For robust parsing, use Biopython. This AWK version is for quick inspection.

awk '/\/protein_id=/ {protein=$0; gsub(/.*protein_id="|"/,"",protein)} /\/translation=/ {seq=$0; gsub(/.*translation="|"/,"",seq); while(seq !~ /"/ && getline){seq=seq $0}; gsub(/"| /,"",seq); if(protein) print ">"protein"\n"seq}' file.gb > proteins.fa

Parallel Processing

Run a command across many files with xargs

Example: count reads in many compressed FASTQ files using four parallel workers.

find . -name "*.fq.gz" -print0 \
  | xargs -0 -P 4 -I {} bash -c 'printf "%s\t" "{}"; zcat "{}" | awk "END{print NR/4}"'

Process paired-end files by sample prefix

Assumes files are named sample_R1.fq.gz and sample_R2.fq.gz.
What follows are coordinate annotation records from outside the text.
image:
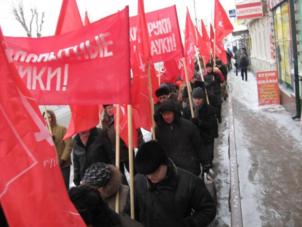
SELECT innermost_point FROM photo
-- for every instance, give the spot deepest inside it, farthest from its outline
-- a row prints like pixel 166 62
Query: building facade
pixel 272 46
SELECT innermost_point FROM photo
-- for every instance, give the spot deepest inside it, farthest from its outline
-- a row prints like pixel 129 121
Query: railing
pixel 235 198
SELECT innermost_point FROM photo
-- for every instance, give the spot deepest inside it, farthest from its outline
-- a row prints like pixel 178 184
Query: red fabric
pixel 205 44
pixel 212 36
pixel 171 71
pixel 69 17
pixel 86 20
pixel 190 43
pixel 164 36
pixel 82 119
pixel 222 23
pixel 124 125
pixel 84 67
pixel 32 190
pixel 220 52
pixel 140 58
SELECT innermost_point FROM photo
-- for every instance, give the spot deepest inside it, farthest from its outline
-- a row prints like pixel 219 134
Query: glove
pixel 195 121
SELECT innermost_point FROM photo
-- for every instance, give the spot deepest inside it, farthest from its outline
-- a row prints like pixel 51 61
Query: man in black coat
pixel 206 121
pixel 213 85
pixel 168 196
pixel 89 147
pixel 179 137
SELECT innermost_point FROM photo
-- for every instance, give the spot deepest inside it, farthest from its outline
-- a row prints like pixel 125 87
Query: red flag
pixel 205 44
pixel 82 119
pixel 190 43
pixel 164 36
pixel 222 23
pixel 171 71
pixel 32 190
pixel 212 36
pixel 69 17
pixel 220 52
pixel 86 20
pixel 140 58
pixel 77 67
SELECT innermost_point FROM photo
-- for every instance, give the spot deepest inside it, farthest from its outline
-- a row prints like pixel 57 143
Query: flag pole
pixel 151 101
pixel 117 153
pixel 189 89
pixel 131 164
pixel 47 121
pixel 201 75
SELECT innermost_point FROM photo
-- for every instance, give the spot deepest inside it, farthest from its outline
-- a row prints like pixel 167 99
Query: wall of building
pixel 262 56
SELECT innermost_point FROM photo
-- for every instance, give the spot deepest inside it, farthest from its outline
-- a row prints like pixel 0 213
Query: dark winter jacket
pixel 181 141
pixel 206 121
pixel 244 61
pixel 180 200
pixel 109 129
pixel 98 149
pixel 212 82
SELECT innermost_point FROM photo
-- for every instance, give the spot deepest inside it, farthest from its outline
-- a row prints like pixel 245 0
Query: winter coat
pixel 63 147
pixel 180 200
pixel 212 82
pixel 206 121
pixel 109 129
pixel 98 149
pixel 181 141
pixel 109 191
pixel 244 61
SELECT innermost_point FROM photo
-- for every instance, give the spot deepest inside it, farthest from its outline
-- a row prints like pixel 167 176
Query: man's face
pixel 197 102
pixel 109 110
pixel 158 175
pixel 209 69
pixel 48 118
pixel 84 135
pixel 168 116
pixel 163 98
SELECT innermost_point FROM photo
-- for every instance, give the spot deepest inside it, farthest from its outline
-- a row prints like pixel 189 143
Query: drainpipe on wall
pixel 295 55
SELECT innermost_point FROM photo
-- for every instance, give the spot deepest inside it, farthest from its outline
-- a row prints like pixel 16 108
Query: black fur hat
pixel 149 157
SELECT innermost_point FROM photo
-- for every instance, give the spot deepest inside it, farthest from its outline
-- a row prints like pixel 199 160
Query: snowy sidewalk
pixel 269 149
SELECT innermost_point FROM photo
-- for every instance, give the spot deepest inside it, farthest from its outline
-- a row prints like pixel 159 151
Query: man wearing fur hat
pixel 206 121
pixel 168 196
pixel 179 137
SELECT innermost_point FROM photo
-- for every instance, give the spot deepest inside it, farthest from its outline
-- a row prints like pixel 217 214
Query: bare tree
pixel 36 19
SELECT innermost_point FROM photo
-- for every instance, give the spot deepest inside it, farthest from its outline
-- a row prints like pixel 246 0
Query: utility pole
pixel 295 58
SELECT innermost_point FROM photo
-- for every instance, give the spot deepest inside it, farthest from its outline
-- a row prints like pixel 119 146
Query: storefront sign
pixel 232 13
pixel 249 9
pixel 268 88
pixel 273 3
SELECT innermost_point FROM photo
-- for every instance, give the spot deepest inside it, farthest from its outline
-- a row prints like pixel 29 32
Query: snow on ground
pixel 269 148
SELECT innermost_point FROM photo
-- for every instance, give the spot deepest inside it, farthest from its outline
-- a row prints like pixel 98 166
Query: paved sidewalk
pixel 269 148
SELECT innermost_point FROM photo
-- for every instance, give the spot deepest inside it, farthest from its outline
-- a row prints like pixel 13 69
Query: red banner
pixel 88 66
pixel 32 190
pixel 164 35
pixel 268 88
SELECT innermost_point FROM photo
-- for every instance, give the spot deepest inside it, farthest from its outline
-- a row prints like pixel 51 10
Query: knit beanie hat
pixel 149 157
pixel 198 93
pixel 97 175
pixel 163 90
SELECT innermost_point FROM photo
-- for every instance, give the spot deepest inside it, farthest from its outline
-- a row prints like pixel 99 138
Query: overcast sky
pixel 99 8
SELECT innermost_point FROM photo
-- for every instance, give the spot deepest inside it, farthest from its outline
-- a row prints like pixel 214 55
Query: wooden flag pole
pixel 189 89
pixel 151 101
pixel 117 153
pixel 201 75
pixel 131 161
pixel 47 121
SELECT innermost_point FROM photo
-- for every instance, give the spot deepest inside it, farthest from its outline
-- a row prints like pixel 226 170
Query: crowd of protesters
pixel 170 172
pixel 169 184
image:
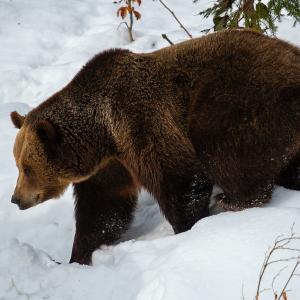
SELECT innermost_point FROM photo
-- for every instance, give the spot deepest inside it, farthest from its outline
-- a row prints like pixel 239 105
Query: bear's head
pixel 39 179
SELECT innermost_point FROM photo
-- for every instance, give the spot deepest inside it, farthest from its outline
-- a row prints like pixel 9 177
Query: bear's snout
pixel 18 202
pixel 15 200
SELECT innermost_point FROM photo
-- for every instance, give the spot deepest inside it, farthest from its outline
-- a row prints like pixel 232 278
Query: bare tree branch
pixel 167 39
pixel 175 17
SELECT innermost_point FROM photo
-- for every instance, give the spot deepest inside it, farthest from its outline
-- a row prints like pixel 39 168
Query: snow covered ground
pixel 42 45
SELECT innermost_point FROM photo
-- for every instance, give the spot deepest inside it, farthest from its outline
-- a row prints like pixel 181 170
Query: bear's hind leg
pixel 241 199
pixel 104 206
pixel 290 176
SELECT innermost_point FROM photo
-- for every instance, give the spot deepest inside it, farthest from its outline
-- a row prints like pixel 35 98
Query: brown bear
pixel 222 109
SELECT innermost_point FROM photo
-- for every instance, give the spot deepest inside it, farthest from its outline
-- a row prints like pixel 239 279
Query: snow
pixel 43 44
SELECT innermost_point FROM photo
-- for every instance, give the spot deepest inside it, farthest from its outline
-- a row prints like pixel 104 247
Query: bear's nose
pixel 15 200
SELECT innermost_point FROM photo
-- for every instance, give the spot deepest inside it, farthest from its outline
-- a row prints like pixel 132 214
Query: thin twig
pixel 290 277
pixel 167 39
pixel 275 277
pixel 173 14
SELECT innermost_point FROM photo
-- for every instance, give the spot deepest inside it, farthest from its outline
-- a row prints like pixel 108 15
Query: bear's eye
pixel 26 171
find . -name "*_R1.fq.gz" -print0 \
  | xargs -0 -P 4 -I {} bash -c '
      r1="{}"
      r2="${r1/_R1.fq.gz/_R2.fq.gz}"
      sample=$(basename "$r1" _R1.fq.gz)
      paste <(zcat "$r1") <(zcat "$r2") | paste - - - - \
        | awk "BEGIN{FS=\"\\t\"; OFS=\"\\n\"} {print \$1,\$3,\$5,\$7,\$2,\$4,\$6,\$8}" \
        > "${sample}.interleaved.fq"
    '

Random Data Generation

Generate random nucleotide FASTA

awk -v seed=3 -v n=100 -v len=1000 'BEGIN{srand(seed); split("A C G T",base," "); for(i=1;i<=n;i++){seq=""; for(j=1;j<=len;j++) seq=seq base[int(rand()*4)+1]; printf ">seq_%06d\n%s\n", i, seq}}' > random.fa

Generate random amino-acid FASTA

awk -v seed=3 -v n=100 -v len=300 'BEGIN{srand(seed); split("A C D E F G H I K L M N P Q R S T V W Y",aa," "); for(i=1;i<=n;i++){seq="M"; for(j=2;j<=len;j++) seq=seq aa[int(rand()*20)+1]; printf ">protein_%06d\n%s\n", i, seq}}' > random_proteins.fa

Generate random FASTQ

Requires GNU awk with chr() support.

awk -v seed=3 -v n=100 -v len=150 'BEGIN{srand(seed); split("A C G T",base," "); for(i=1;i<=n;i++){seq=""; qual=""; for(j=1;j<=len;j++){seq=seq base[int(rand()*4)+1]; qual=qual sprintf("%c", int(rand()*40)+33)}; printf "@read_%06d\n%s\n+\n%s\n", i, seq, qual}}' > random.fq

Practical Recommendations

For everyday bioinformatics command-line work, I now prefer this order:

  1. Use seqkit or seqtk for FASTA/FASTQ operations.
  2. Use samtools, bcftools, and bedtools for standard genomics formats.
  3. Use awk for quick table operations and lightweight inspection.
  4. Use Python/R when the logic needs names, tests, or reuse.
  5. Save complicated one-liners into scripts.

A good one-liner should be easy to read, easy to test, and easy to throw away.